What if you have neither?

If the repository you are archiving has neither a codemeta.json nor a CITATION.cff file, IGA will do its best using only the metadata provided by GitHub for the release and the repository. While the resulting InvenioRDM record will not be as comprehensive as if a repository has a codemeta.json or at least a CITATION.cff file, it will be better than nothing.

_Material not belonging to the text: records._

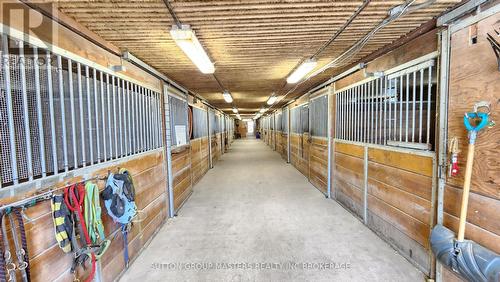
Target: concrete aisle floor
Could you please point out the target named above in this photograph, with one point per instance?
(254, 208)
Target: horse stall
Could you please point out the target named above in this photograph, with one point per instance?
(75, 122)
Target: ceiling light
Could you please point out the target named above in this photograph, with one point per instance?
(186, 39)
(227, 97)
(272, 99)
(306, 67)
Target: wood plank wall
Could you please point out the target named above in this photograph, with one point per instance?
(399, 202)
(49, 263)
(181, 172)
(318, 163)
(349, 176)
(474, 77)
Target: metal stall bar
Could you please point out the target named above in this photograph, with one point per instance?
(105, 154)
(80, 104)
(134, 117)
(89, 113)
(414, 106)
(115, 129)
(388, 109)
(39, 112)
(27, 132)
(407, 105)
(429, 101)
(63, 113)
(129, 120)
(72, 107)
(50, 91)
(10, 110)
(96, 110)
(120, 125)
(401, 109)
(421, 105)
(375, 101)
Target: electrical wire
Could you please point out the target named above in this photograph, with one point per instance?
(394, 14)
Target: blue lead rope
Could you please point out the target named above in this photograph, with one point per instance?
(125, 244)
(473, 130)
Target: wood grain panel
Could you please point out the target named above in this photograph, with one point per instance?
(408, 181)
(350, 149)
(414, 163)
(415, 229)
(408, 203)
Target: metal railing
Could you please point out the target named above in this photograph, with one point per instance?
(394, 110)
(58, 114)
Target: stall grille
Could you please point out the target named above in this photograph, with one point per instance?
(58, 115)
(393, 110)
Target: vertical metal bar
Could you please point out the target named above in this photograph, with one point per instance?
(63, 113)
(134, 117)
(115, 126)
(89, 115)
(389, 110)
(407, 106)
(140, 119)
(421, 106)
(413, 106)
(39, 112)
(80, 99)
(129, 121)
(149, 111)
(72, 107)
(375, 101)
(10, 111)
(103, 115)
(397, 97)
(108, 92)
(401, 111)
(120, 125)
(27, 132)
(365, 190)
(50, 90)
(383, 90)
(429, 101)
(96, 110)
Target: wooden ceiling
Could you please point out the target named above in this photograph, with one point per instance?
(255, 44)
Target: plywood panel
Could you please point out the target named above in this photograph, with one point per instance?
(474, 77)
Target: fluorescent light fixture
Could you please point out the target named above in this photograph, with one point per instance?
(186, 39)
(306, 67)
(272, 99)
(227, 97)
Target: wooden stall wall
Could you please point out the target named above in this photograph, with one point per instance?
(396, 185)
(49, 263)
(474, 77)
(349, 176)
(47, 260)
(181, 172)
(399, 201)
(318, 163)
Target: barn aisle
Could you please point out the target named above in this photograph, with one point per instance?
(255, 218)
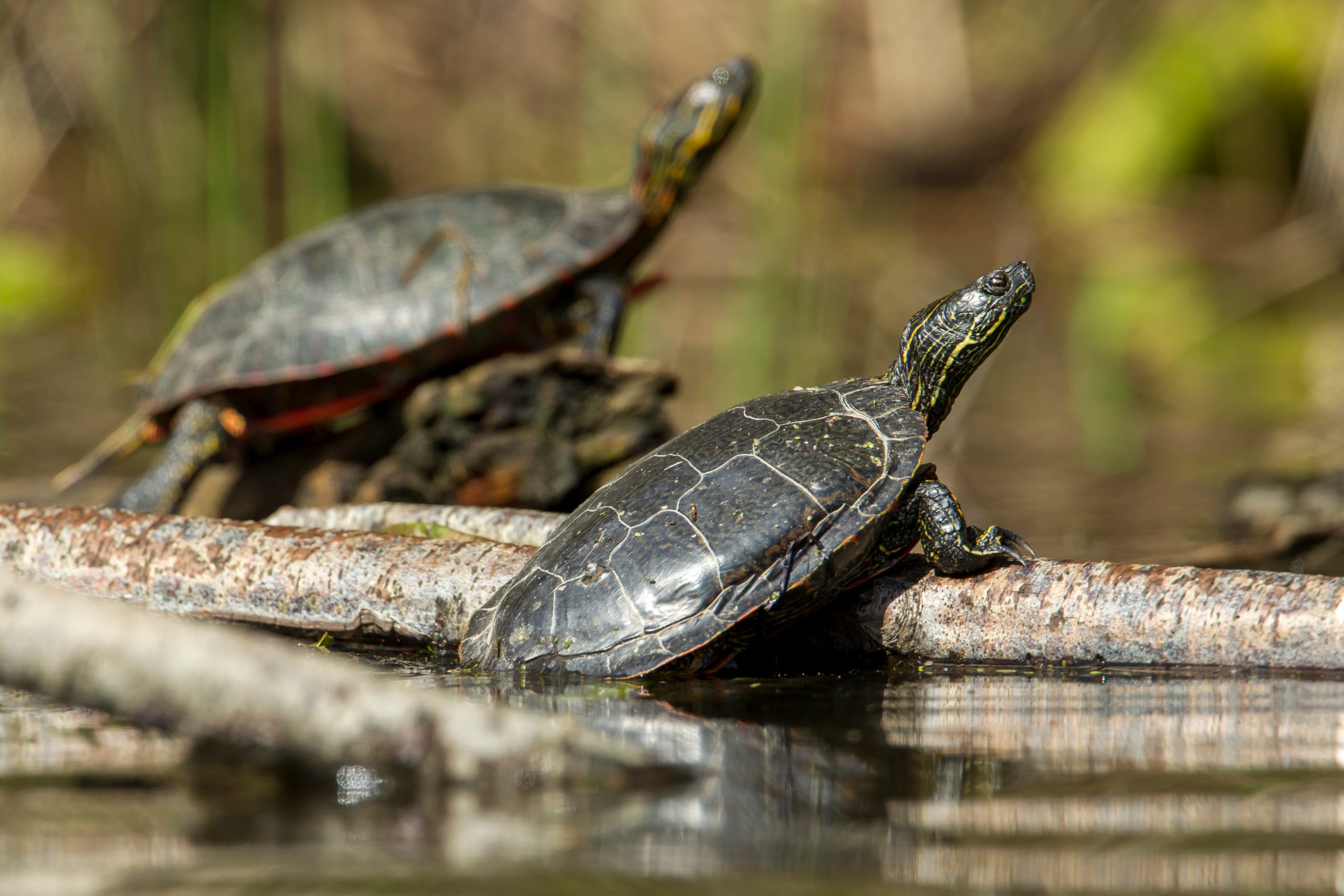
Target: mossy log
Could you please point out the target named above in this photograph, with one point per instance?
(424, 590)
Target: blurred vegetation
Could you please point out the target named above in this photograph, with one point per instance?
(1174, 171)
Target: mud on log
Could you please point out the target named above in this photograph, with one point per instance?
(495, 524)
(425, 590)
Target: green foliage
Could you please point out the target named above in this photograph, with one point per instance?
(1211, 92)
(34, 277)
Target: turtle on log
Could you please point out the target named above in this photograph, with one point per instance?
(366, 307)
(760, 515)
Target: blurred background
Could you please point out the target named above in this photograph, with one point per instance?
(1174, 171)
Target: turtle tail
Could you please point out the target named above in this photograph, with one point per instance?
(124, 441)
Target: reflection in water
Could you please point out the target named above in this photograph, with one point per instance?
(911, 782)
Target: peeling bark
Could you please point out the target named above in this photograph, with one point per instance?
(241, 688)
(1117, 613)
(425, 590)
(363, 583)
(496, 524)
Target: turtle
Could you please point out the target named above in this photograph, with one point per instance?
(366, 307)
(760, 515)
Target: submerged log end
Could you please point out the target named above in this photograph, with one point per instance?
(1117, 613)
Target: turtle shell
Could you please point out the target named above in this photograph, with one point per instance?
(731, 530)
(339, 299)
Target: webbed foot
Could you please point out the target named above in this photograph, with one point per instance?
(1004, 543)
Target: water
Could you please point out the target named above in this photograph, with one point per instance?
(889, 781)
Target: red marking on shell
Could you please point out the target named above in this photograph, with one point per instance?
(311, 416)
(647, 285)
(175, 399)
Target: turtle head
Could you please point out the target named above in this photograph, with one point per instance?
(682, 136)
(947, 342)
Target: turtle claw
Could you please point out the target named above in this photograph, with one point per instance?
(1004, 543)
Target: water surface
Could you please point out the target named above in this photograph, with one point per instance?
(890, 781)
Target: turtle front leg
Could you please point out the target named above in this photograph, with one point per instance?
(198, 436)
(600, 312)
(934, 519)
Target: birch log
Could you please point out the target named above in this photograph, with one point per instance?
(363, 583)
(495, 524)
(1116, 613)
(426, 590)
(209, 681)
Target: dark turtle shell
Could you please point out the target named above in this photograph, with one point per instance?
(729, 531)
(338, 299)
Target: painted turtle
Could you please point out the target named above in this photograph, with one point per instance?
(363, 308)
(760, 515)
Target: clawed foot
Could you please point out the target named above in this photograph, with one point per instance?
(1004, 543)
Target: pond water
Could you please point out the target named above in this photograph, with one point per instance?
(902, 779)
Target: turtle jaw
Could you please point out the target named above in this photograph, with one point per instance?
(947, 342)
(685, 133)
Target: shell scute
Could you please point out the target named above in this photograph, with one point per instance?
(836, 457)
(339, 297)
(750, 513)
(668, 571)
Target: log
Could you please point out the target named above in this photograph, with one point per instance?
(1113, 613)
(495, 524)
(241, 688)
(425, 590)
(365, 585)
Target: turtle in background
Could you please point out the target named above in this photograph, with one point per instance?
(760, 515)
(365, 308)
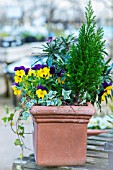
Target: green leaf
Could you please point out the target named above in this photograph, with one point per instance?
(25, 115)
(6, 109)
(21, 156)
(5, 119)
(66, 94)
(18, 142)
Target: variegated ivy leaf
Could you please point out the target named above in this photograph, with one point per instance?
(31, 103)
(51, 94)
(25, 115)
(23, 99)
(66, 94)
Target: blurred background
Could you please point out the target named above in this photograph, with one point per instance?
(26, 24)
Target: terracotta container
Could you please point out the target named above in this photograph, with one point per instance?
(94, 132)
(60, 134)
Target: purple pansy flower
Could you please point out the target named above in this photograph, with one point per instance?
(44, 65)
(37, 67)
(52, 70)
(26, 70)
(42, 88)
(61, 73)
(16, 68)
(106, 84)
(50, 39)
(19, 68)
(15, 84)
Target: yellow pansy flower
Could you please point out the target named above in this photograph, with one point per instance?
(16, 91)
(108, 89)
(17, 79)
(41, 93)
(30, 72)
(20, 73)
(61, 81)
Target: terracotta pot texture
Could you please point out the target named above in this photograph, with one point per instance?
(60, 134)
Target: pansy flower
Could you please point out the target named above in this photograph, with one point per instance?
(15, 89)
(41, 91)
(107, 90)
(50, 39)
(37, 67)
(52, 70)
(17, 79)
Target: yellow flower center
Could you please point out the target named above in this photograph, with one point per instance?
(20, 73)
(17, 79)
(41, 93)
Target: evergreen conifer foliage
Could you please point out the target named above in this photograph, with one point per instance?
(86, 60)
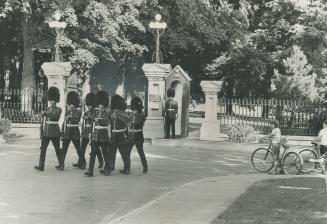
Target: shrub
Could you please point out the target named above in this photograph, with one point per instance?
(5, 126)
(241, 133)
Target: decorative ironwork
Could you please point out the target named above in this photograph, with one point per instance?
(296, 117)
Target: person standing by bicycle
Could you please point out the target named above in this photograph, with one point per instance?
(275, 136)
(322, 142)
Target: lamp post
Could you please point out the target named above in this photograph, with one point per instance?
(59, 28)
(158, 29)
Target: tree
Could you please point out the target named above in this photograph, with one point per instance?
(300, 81)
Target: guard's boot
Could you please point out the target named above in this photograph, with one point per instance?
(61, 166)
(39, 167)
(145, 169)
(89, 173)
(125, 171)
(82, 166)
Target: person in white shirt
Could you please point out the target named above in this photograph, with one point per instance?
(275, 136)
(322, 143)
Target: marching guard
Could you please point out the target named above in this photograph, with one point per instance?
(100, 134)
(119, 121)
(50, 130)
(171, 113)
(135, 130)
(71, 130)
(87, 127)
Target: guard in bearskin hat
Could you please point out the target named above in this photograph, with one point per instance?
(135, 130)
(171, 113)
(100, 134)
(50, 130)
(70, 128)
(87, 127)
(118, 134)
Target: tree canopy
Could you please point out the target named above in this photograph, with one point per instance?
(253, 46)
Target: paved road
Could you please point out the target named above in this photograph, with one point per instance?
(29, 196)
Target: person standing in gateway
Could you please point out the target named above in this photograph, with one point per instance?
(171, 113)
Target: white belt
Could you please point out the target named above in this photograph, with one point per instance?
(52, 122)
(119, 130)
(72, 125)
(100, 127)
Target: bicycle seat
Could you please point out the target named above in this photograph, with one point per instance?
(314, 143)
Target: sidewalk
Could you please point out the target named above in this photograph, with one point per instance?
(198, 202)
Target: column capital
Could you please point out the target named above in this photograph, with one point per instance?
(211, 86)
(154, 71)
(57, 69)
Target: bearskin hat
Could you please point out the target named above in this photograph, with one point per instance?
(275, 122)
(137, 104)
(117, 103)
(90, 99)
(53, 94)
(102, 98)
(170, 92)
(73, 98)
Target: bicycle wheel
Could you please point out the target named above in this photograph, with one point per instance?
(307, 154)
(262, 160)
(292, 163)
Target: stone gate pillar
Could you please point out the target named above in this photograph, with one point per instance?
(57, 73)
(156, 75)
(210, 128)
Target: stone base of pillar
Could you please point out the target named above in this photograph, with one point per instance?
(210, 130)
(154, 128)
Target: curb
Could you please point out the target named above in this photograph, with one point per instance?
(197, 202)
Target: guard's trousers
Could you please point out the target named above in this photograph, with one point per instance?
(44, 146)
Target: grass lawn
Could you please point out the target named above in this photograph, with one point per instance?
(280, 201)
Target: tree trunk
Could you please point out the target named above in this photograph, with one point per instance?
(28, 77)
(86, 88)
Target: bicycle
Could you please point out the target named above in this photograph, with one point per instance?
(311, 158)
(263, 160)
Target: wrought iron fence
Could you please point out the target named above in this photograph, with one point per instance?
(296, 117)
(22, 106)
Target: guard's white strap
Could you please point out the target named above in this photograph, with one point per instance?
(52, 122)
(101, 127)
(118, 130)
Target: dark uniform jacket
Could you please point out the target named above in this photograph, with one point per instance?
(171, 109)
(135, 127)
(101, 126)
(71, 124)
(119, 121)
(87, 125)
(51, 126)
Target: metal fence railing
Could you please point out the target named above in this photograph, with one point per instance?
(296, 117)
(22, 106)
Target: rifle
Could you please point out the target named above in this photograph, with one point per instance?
(42, 126)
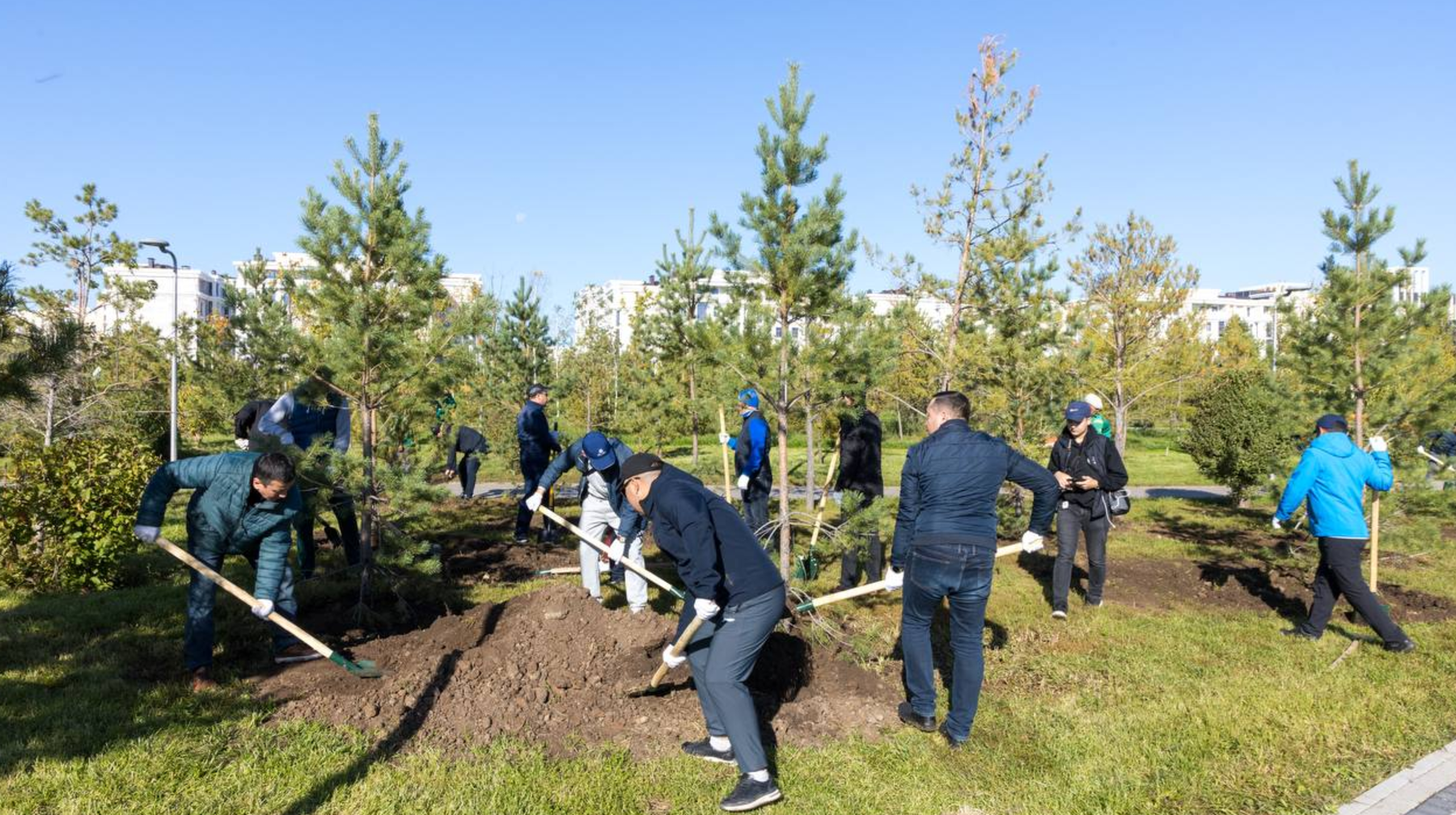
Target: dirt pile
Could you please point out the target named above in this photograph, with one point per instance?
(555, 667)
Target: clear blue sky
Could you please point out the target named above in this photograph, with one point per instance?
(573, 137)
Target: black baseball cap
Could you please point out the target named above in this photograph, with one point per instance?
(638, 465)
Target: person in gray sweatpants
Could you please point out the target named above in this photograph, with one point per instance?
(735, 593)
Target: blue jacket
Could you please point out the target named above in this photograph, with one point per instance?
(1332, 473)
(218, 518)
(629, 524)
(717, 555)
(950, 484)
(531, 429)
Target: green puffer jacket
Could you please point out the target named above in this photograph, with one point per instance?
(218, 518)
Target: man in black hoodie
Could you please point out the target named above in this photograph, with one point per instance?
(1086, 467)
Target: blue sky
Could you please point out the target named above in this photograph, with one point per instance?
(573, 137)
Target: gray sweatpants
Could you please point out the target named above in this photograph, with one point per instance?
(722, 654)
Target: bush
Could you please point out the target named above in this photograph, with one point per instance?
(1235, 437)
(67, 509)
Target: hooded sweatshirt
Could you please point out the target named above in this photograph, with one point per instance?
(1332, 473)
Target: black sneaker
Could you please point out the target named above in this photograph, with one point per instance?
(908, 715)
(704, 749)
(750, 795)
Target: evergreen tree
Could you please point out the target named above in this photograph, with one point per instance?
(1133, 290)
(802, 258)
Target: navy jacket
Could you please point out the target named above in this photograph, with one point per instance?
(950, 484)
(629, 524)
(533, 433)
(717, 555)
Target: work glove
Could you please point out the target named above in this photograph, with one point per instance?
(262, 609)
(705, 609)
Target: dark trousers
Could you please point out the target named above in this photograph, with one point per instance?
(1339, 574)
(469, 466)
(849, 564)
(1070, 522)
(342, 505)
(756, 505)
(531, 471)
(932, 574)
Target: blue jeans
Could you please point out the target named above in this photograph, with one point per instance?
(961, 572)
(201, 597)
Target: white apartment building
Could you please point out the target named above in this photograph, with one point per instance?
(198, 296)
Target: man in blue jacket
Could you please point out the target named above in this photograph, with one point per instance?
(751, 460)
(946, 543)
(1332, 475)
(735, 591)
(599, 460)
(538, 446)
(242, 504)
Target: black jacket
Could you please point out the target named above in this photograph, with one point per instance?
(1097, 456)
(950, 484)
(859, 454)
(468, 441)
(717, 555)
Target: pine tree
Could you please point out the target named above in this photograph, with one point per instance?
(802, 258)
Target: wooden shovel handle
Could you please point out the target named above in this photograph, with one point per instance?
(677, 648)
(232, 589)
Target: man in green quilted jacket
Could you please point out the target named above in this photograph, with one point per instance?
(242, 504)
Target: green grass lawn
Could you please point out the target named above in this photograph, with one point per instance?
(1181, 709)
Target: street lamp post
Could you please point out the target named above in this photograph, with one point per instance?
(176, 284)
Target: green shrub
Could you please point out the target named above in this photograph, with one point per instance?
(67, 509)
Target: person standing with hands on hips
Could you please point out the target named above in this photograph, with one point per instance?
(735, 591)
(1086, 466)
(750, 453)
(1332, 475)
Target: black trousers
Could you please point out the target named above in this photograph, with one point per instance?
(469, 466)
(1339, 574)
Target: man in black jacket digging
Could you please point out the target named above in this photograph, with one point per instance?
(739, 596)
(1086, 466)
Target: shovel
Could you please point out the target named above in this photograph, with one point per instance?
(662, 669)
(880, 585)
(596, 545)
(362, 669)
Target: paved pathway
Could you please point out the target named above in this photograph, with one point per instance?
(1426, 788)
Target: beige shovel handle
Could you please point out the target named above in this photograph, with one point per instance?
(597, 545)
(677, 648)
(232, 589)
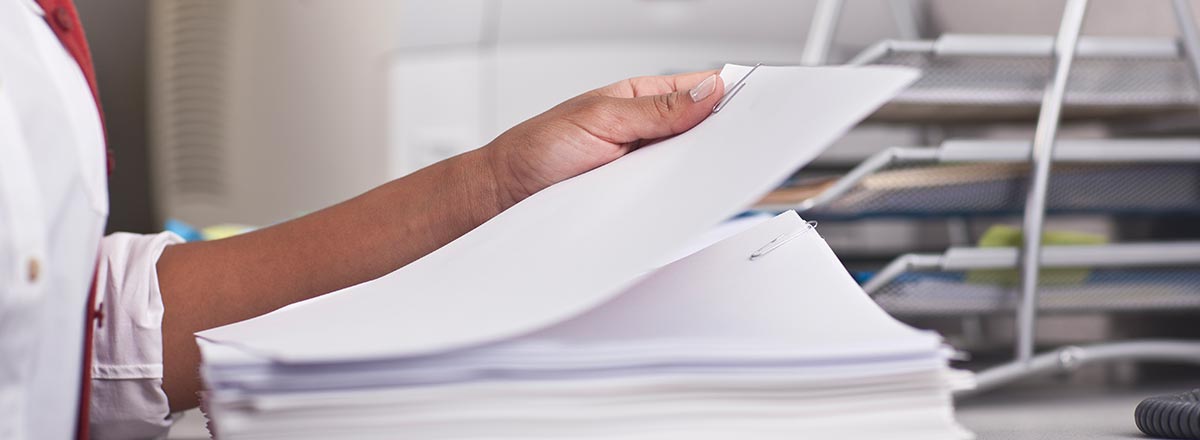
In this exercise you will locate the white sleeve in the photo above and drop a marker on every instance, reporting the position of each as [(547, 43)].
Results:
[(127, 401)]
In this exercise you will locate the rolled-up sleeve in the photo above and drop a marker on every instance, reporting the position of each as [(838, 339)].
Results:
[(127, 401)]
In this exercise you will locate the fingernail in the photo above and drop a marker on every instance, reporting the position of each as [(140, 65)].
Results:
[(703, 89)]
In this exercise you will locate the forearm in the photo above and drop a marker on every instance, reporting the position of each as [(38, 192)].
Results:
[(207, 284)]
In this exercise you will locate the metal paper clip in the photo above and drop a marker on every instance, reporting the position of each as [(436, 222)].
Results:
[(737, 86), (780, 241)]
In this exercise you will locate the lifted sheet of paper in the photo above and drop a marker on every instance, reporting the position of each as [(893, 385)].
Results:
[(583, 241)]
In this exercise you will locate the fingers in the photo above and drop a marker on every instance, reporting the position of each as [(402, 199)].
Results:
[(652, 116), (655, 85)]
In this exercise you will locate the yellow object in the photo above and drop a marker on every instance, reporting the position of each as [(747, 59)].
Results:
[(225, 230), (1007, 236)]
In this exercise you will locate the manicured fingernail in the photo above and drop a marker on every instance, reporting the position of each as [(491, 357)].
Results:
[(703, 89)]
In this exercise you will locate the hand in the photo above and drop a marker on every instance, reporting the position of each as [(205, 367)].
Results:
[(598, 127)]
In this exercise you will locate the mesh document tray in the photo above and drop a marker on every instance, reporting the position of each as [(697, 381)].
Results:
[(1061, 290), (1129, 277), (971, 78), (1001, 188)]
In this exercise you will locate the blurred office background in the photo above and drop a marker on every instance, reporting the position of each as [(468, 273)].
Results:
[(256, 112)]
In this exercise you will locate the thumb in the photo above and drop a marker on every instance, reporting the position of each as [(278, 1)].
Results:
[(661, 115)]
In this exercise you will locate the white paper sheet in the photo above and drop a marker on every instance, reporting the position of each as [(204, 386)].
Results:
[(579, 243)]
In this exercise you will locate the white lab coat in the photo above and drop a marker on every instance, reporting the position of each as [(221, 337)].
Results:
[(53, 208)]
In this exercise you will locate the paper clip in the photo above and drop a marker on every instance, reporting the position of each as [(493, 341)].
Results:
[(735, 90), (780, 241)]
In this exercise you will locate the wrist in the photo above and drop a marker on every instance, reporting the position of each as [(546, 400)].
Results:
[(503, 167)]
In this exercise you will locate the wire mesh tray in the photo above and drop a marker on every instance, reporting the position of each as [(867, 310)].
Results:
[(935, 182), (1067, 290), (1144, 277), (991, 188), (995, 78)]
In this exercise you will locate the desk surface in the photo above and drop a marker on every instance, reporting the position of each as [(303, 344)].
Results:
[(1059, 413)]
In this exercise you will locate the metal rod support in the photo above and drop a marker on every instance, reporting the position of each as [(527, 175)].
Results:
[(1043, 151), (1188, 36), (1068, 359)]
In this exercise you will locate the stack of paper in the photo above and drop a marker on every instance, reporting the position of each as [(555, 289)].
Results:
[(556, 319)]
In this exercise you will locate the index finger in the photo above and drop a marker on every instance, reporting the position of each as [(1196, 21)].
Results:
[(637, 86)]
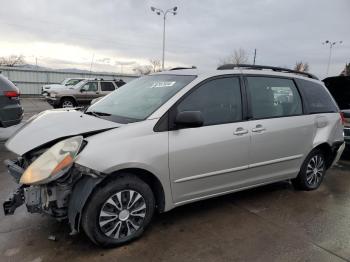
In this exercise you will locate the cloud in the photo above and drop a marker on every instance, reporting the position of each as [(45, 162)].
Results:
[(201, 34)]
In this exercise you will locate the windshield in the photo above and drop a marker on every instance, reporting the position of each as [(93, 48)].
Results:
[(139, 98)]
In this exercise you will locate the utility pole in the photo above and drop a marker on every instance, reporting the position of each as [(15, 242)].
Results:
[(92, 61), (331, 44), (254, 56), (164, 13)]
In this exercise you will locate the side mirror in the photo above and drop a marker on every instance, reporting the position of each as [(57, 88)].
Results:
[(189, 119)]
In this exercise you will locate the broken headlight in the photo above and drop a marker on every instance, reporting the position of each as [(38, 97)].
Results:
[(54, 163)]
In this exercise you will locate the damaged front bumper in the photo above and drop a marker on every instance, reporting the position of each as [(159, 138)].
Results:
[(61, 199), (49, 198)]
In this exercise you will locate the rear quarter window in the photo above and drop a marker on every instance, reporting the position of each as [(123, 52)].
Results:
[(316, 97)]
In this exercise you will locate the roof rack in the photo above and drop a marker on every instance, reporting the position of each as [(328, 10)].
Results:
[(181, 68), (261, 67)]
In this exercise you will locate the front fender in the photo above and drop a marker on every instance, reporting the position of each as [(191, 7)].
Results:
[(80, 194)]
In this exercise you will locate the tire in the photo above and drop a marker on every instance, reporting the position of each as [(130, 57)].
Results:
[(312, 171), (107, 223), (67, 102)]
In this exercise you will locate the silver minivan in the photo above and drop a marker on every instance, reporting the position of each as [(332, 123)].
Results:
[(173, 138)]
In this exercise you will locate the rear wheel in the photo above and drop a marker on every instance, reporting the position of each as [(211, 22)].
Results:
[(119, 211), (67, 102), (312, 171)]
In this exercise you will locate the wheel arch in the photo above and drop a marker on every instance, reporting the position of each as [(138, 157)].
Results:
[(86, 187), (326, 148), (147, 177)]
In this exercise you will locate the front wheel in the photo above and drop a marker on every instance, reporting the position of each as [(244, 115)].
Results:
[(312, 171), (119, 211)]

What if IGA misses things?

If you have a codemeta.json and/or a CITATION.cff file in your repository, but they are not as complete as they could be or you feel that IGA should get more metadata from the GitHub repository, you can try to invoke IGA with the --all-metadata option. This will make IGA add more metadata obtained using the GitHub API, such as the list of contributors on the repository. The result may or may not be a richer metadata record, depending on how complete the CodeMeta and/or CFF files are; however, there is also a risk that it will lead to more duplicate or unwanted values, which is why the default in IGA is to focus on the CodeMeta and CFF files.

What are versions for?

A record version in InvenioRDM is a way for one record to be related to other records. This makes it possible for all releases of something (e.g., a particular software package) to be connected together. All your software versions will be listed in one place and users will be notified about newer versions of the software. Here is an example of a record with two versions:

Example use of InvenioRDM versions. Note the two versions listed on the right.

To use versions in IGA, first find the parent record and grab its identifier – it’s a string of alphanumeric characters of the form XXXXX-XXXXX, such as bknz4-bch35, visible as the tail part of the record’s URL in InvenioRDM and its DOI. Then, provide that identifier as the value of --parent-record (if using IGA on the command line) or the parent_record input field (if running IGA as a GitHub Action).